Just like his little massacre many years ago.

After a quick -quiet- and unsuccessful rummage through his stash - and goodness can he hardly breathe, it’s as if he’s inhaled the storm’s flames themselves, and goodness do his shoulder blades ache, it’s as if he’s sprouting wings - there is one thing that is certain. It would be a good idea to ask Kaede, the next time he goes to stock up on pain relievers, if she has a cure for nightmares.

The good memories only make him smile to reclaim; the bad ones make him wish Sesshoumaru had let him stay dead.

-

Nine years, and Kohaku is Twenty And A Half But Only Nineteen. He’s so frustrated with which age he really is - he did lose that time of growth, after all, and the only thing keeping him alive then was that goddamn shard, but still lived -somewhat- through it all - that he no longer tries to argue over which one he is.

He is both. He is neither one nor the other, for they are both interconnected. He is still pocked with holes when it comes to his memories, and he is still searching, endlessly, fruitful/lessly, for any aspect of himself that he can steal back. And since he doesn’t know how much he’s lost, he never knows how much more he’s got left to gain. All that will matter is the hope that he will finally feel complete someday.

But even with all this searching for what was lost, he knows he might -probably- will never be the same again, be what he could have been.

That Time, that year and a half that was semi-stolen from him, can never be fully reclaimed. Borrowed time is something of a gift, in a way, and only now - over these past seven and a half years - does his mind seem to no longer be so far away. It’s almost within his grasp. But since he can’t possibly know if it’s complete yet, since he doesn’t know what he’s missing, he wonders if he will eternally be in search of that which has been lost.

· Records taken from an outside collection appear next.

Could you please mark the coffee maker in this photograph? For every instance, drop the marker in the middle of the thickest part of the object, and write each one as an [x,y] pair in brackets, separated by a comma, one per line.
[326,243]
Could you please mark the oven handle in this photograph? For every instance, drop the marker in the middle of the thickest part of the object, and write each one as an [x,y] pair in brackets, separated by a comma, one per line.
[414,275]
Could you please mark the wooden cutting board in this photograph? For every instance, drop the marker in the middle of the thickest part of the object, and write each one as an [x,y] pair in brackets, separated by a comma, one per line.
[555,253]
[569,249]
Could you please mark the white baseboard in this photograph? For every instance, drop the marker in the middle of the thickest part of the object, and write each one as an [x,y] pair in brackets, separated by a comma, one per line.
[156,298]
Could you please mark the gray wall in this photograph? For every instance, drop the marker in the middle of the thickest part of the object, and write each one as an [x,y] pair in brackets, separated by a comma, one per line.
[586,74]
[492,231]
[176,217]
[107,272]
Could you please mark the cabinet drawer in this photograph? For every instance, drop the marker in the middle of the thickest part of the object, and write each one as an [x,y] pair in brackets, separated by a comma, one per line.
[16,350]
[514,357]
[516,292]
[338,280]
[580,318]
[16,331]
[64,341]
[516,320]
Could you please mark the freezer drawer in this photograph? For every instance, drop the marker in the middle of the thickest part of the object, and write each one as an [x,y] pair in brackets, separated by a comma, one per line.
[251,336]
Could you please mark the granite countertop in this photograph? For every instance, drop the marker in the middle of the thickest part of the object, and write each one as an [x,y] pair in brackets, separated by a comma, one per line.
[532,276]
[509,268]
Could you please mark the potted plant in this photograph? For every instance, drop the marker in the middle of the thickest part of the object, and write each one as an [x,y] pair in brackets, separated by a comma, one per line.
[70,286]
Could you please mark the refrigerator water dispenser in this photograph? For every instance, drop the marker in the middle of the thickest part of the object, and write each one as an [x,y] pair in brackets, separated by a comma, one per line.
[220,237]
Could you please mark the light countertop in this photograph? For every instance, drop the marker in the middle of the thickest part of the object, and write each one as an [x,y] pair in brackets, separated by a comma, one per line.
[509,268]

Sometimes they come at random - or if something or someone triggers them - and sometimes it’s only when he’s told of them... but little by little, over the years, he’s managed to accumulate quite a collection of memories.

He only hopes they are real.

Yet another night is fast approaching when the firestorm remains past sunset. Sango’s already leaving to go back inside. Kohaku’s hunched over, feeling as if his back has been riddled with arrows.

The thunder tonight is exceptionally loud.

The winds are picking up, and as he rises he sees the storm rush toward him, soon engulfing him and the house behind him where he stands. He’s hit with full force, but all he feels is the heat warming his skin and the wind threading its fingers through his hair.

The storm may be ready to swallow him whole, but Kohaku is ready to rise above upon wings of semi-translucent skin stretched taut upon bony, sturdy frames, wings with an expanse that would have struck fear into his own self when he was but a boy.

He’s glad not to be caught in the undertow and dragged along to a death by drowning.

Sailing overhead, he lands on the other side of the storm, watching numbly as it continues on past his home, disappearing into the night.

When he wakes up in bed again, he’ll feel the blades of his shoulders mindlessly, massaging the strange bruises whose tenderness seems inexplicable. This past night has been a blur, if the visions dancing in his head are any indication.

It’s been exactly nine years, he recalls with a tightened throat, since he slaughtered all the Taijiya. He glances over at where his dear elder sister sleeps with the nekomata Kirara nestled in her arms, and Kohaku, twenty and a half years old and yet only nineteen and just about ready to cry, feels that keeping the family alive is enough for now. She must have forgiven him for That Time, even if she doesn’t want to think it ever existed.